川柳性を如何に使うかの、いわば芸に凭れる作句が多いので、内在する自己のリアリティーから浮き上がる作句の多い今日この頃。ボケに浸食されているのだと苦笑いをするよりない。
作句に蓋がピタッと閉まった感が行き渡ると如何ともし難い。焦ると自尊心が出て更に焦燥感が倍加する。

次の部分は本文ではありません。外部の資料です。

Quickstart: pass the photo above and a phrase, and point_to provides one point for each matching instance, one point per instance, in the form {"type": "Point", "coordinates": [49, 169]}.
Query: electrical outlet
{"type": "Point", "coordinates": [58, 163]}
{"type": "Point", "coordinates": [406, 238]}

のんびりやれよ、と言い聞かせて作句を中断するまでに時間がかかる。
・昨日、芸の老化についての面白い記事を読んだ。
「演劇界」2017年12月号四代目 市川左團次へのロングインタビュウである。

立ち上がるにしても、お客さんがいるからお腹へ力入れてポンと立つけれど、ちょっと気をぬいたらよっこらしょって立っちゃうような年代になってからのほうが、大きさとかは出るのかもしれない。
(中略)
この間、俳優協会の名題試験があって、僕も試験管みたいに皆さんの見せていただいたんだけども、動きすぎというか、バタバタしちゃうんですよね。
(中略)
あの役はいい役ですよね。でも、くたびれるからなあ。歳取ってからやらせていただいた時は、曲者を槍で突いて落としてからのせりふがね、早口で言わなくちゃなんないし、息は続かないし、大変で。この頃は、病人の役とかがいいなあと思ってる人間だから。
1940年生まれで矍鑠だ。

・あちら様は名跡を継ぐ人。当方は一つ下で、半分病人のオジン。句会で聞こえずに呼名を怠る体たらく、いやはや、である。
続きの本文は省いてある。